No sleepless nights over austerity for happy-go-lucky George
Maybe it’s the the glut of swanky jobs, the palatial new homes or the lovely wife-to-be, but George Osborne looked rather happy with life at the Covid inquiry. A pity the years haven’t been so kind to the rest of us, writes Tom Peck
George Osborne has never been happier. It said so on the front of The Times not so long ago, the source of the quotation being George Osborne himself. New baby, new wife-to-be, new ten-million-pound house in Notting Hill, and countless seven-figure jobs doling out the kind of strategic wisdom that was not quite enough to prevent him and David Cameron from taking their country out of the EU by accident – but that’s someone else’s problem now.
It was his turn, on Tuesday to tell the Covid inquiry what David Cameron had told them on Monday.

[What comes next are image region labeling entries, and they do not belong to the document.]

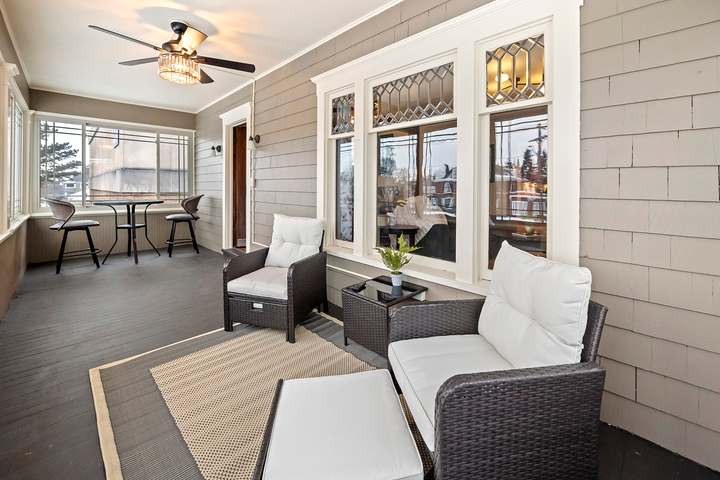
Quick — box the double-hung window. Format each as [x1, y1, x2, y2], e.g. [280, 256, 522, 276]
[8, 92, 24, 221]
[371, 62, 458, 268]
[329, 93, 355, 245]
[479, 34, 550, 275]
[37, 118, 192, 207]
[312, 0, 581, 294]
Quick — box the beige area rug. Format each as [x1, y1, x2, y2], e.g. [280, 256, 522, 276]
[150, 326, 375, 480]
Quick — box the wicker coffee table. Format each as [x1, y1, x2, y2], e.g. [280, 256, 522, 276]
[342, 275, 427, 358]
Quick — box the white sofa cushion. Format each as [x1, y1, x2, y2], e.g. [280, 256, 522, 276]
[228, 267, 288, 300]
[263, 370, 423, 480]
[265, 213, 325, 268]
[388, 335, 513, 451]
[478, 242, 592, 368]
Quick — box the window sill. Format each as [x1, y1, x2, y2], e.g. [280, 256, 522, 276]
[0, 214, 30, 249]
[30, 205, 185, 218]
[324, 245, 490, 296]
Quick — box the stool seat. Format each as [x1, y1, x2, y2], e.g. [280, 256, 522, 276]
[42, 197, 102, 274]
[165, 195, 203, 257]
[115, 223, 145, 230]
[50, 220, 100, 230]
[262, 370, 423, 480]
[165, 213, 195, 222]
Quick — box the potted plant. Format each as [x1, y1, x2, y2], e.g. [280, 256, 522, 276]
[375, 235, 420, 287]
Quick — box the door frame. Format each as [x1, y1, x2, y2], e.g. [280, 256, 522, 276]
[220, 102, 255, 252]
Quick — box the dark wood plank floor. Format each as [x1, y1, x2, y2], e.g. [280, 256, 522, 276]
[0, 247, 225, 479]
[0, 246, 720, 480]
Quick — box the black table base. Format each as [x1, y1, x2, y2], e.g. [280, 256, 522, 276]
[93, 200, 164, 265]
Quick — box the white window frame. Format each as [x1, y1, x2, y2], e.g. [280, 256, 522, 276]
[8, 80, 29, 226]
[32, 112, 195, 215]
[325, 85, 358, 250]
[312, 0, 582, 293]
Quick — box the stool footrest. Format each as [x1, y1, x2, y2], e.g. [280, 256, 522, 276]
[165, 238, 193, 245]
[63, 248, 102, 258]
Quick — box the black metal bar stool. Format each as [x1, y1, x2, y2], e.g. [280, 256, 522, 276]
[165, 195, 203, 257]
[43, 198, 102, 274]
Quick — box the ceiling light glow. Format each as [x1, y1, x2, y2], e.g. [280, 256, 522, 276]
[158, 52, 200, 85]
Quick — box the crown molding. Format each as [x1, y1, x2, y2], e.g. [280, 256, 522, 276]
[0, 0, 32, 84]
[191, 0, 403, 114]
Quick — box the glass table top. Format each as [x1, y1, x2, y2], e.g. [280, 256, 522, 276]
[346, 276, 427, 305]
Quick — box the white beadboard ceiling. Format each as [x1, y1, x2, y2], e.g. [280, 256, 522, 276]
[0, 0, 401, 112]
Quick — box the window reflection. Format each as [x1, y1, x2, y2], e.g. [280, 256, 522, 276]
[335, 137, 355, 242]
[377, 121, 457, 262]
[488, 107, 548, 269]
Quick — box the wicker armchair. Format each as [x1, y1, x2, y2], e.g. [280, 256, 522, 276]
[389, 244, 607, 480]
[223, 215, 328, 343]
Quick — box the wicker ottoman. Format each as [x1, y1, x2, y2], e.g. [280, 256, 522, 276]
[254, 370, 423, 480]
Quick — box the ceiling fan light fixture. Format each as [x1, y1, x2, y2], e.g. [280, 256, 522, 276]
[158, 52, 200, 85]
[178, 27, 207, 54]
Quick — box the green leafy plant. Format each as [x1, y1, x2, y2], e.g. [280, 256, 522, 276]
[375, 235, 421, 275]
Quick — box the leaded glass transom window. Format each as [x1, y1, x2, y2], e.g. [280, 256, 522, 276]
[486, 35, 545, 107]
[331, 93, 355, 135]
[373, 62, 454, 127]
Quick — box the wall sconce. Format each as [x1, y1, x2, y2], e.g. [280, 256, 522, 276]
[248, 135, 260, 150]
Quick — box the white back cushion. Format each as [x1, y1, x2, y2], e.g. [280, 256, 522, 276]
[478, 242, 592, 368]
[265, 213, 325, 268]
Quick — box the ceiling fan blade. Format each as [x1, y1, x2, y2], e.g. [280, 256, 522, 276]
[119, 57, 157, 67]
[88, 25, 165, 52]
[196, 55, 255, 73]
[200, 69, 215, 83]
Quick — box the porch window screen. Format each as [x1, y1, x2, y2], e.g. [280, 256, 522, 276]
[10, 99, 23, 217]
[488, 106, 548, 269]
[335, 137, 355, 242]
[40, 120, 190, 206]
[376, 120, 458, 262]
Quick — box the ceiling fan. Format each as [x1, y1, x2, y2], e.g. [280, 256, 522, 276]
[88, 20, 255, 85]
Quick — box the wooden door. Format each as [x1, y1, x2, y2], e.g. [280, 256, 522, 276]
[233, 125, 247, 247]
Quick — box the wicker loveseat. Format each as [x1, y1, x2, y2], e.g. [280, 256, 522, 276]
[223, 214, 328, 343]
[388, 244, 607, 480]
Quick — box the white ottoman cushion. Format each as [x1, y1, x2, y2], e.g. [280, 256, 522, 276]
[388, 335, 513, 451]
[263, 370, 423, 480]
[228, 267, 288, 300]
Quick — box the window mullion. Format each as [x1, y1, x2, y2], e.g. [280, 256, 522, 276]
[80, 123, 90, 207]
[155, 132, 160, 200]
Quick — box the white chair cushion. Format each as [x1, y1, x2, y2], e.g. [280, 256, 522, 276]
[263, 370, 423, 480]
[478, 242, 592, 368]
[388, 335, 513, 451]
[265, 213, 325, 268]
[228, 267, 288, 300]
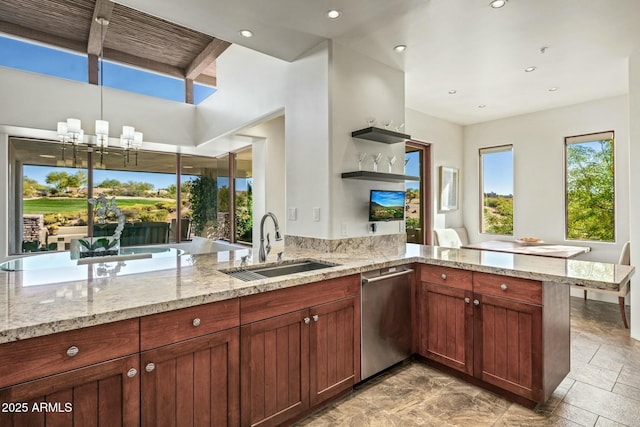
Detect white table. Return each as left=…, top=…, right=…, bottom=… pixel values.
left=462, top=240, right=591, bottom=258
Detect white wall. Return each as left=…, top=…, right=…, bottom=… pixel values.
left=628, top=50, right=640, bottom=340
left=195, top=44, right=290, bottom=144
left=240, top=116, right=287, bottom=251
left=326, top=42, right=405, bottom=239
left=462, top=96, right=629, bottom=268
left=405, top=108, right=465, bottom=232
left=285, top=42, right=330, bottom=238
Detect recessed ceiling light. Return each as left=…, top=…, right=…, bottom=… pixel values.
left=489, top=0, right=509, bottom=9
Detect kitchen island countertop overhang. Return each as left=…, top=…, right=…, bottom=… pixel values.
left=0, top=244, right=635, bottom=343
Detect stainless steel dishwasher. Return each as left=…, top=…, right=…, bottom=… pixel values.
left=360, top=266, right=413, bottom=380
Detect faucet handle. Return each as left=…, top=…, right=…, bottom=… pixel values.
left=265, top=233, right=271, bottom=255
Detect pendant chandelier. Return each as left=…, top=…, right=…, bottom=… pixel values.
left=57, top=17, right=143, bottom=167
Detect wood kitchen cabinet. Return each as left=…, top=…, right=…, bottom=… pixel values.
left=140, top=299, right=240, bottom=426
left=241, top=276, right=360, bottom=426
left=418, top=266, right=570, bottom=403
left=418, top=266, right=473, bottom=375
left=0, top=319, right=140, bottom=427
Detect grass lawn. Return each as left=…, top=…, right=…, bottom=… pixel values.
left=23, top=197, right=157, bottom=215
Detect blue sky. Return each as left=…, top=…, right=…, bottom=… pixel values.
left=482, top=151, right=513, bottom=196
left=0, top=36, right=216, bottom=105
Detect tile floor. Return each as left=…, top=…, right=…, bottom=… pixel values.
left=296, top=297, right=640, bottom=427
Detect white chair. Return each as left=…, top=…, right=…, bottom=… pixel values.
left=578, top=242, right=631, bottom=329
left=433, top=227, right=469, bottom=248
left=187, top=236, right=216, bottom=254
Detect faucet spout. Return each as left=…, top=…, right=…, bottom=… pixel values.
left=258, top=212, right=282, bottom=262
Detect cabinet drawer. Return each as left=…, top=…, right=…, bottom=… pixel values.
left=420, top=265, right=472, bottom=291
left=473, top=273, right=542, bottom=305
left=0, top=319, right=140, bottom=388
left=140, top=298, right=240, bottom=350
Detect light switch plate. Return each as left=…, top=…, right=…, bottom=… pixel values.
left=287, top=208, right=298, bottom=221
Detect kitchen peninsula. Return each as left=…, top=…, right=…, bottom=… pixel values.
left=0, top=244, right=634, bottom=425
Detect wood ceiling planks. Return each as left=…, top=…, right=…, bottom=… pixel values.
left=0, top=0, right=229, bottom=82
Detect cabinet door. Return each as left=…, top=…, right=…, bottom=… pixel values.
left=240, top=310, right=309, bottom=426
left=0, top=355, right=140, bottom=427
left=141, top=328, right=240, bottom=426
left=309, top=298, right=360, bottom=406
left=419, top=283, right=473, bottom=374
left=474, top=294, right=542, bottom=401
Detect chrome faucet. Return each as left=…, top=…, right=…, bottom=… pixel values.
left=258, top=212, right=282, bottom=262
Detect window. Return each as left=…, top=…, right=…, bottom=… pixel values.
left=565, top=132, right=615, bottom=242
left=480, top=145, right=513, bottom=236
left=0, top=36, right=216, bottom=105
left=9, top=138, right=253, bottom=254
left=0, top=36, right=87, bottom=82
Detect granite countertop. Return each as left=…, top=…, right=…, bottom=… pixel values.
left=0, top=244, right=634, bottom=343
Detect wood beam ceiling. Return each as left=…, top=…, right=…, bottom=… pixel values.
left=87, top=0, right=113, bottom=56
left=184, top=39, right=231, bottom=80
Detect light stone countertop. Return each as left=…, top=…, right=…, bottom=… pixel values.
left=0, top=244, right=634, bottom=343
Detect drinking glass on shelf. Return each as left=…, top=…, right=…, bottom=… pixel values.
left=371, top=153, right=382, bottom=172
left=358, top=153, right=367, bottom=171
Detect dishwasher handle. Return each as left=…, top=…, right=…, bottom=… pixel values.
left=362, top=268, right=413, bottom=285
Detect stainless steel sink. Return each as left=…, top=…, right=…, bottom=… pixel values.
left=223, top=261, right=335, bottom=282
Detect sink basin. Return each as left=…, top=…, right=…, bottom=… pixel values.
left=224, top=261, right=335, bottom=281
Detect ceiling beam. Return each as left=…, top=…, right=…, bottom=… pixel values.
left=184, top=39, right=231, bottom=80
left=195, top=74, right=218, bottom=87
left=87, top=0, right=113, bottom=56
left=0, top=21, right=85, bottom=52
left=104, top=48, right=184, bottom=79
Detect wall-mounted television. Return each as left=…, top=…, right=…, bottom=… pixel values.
left=369, top=190, right=405, bottom=221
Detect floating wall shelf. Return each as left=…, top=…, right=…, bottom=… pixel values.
left=342, top=171, right=420, bottom=182
left=351, top=127, right=411, bottom=144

That none of it was his fault. That, if anything, people should be lining up to thank him for austerity and the world of possibilities it would later open up.
What’s especially intriguing about Osborne is he hasn’t reached the same conclusion as his former boss, namely that the world would like to see as little of him as possible. In a private meeting in 2015, George Osborne is understood to have told David Cameron that having a referendum on membership of the European Union was a terrible idea, which in the years since, appears to have, as far as he is concerned, unburdened him of the same requirement of contrition.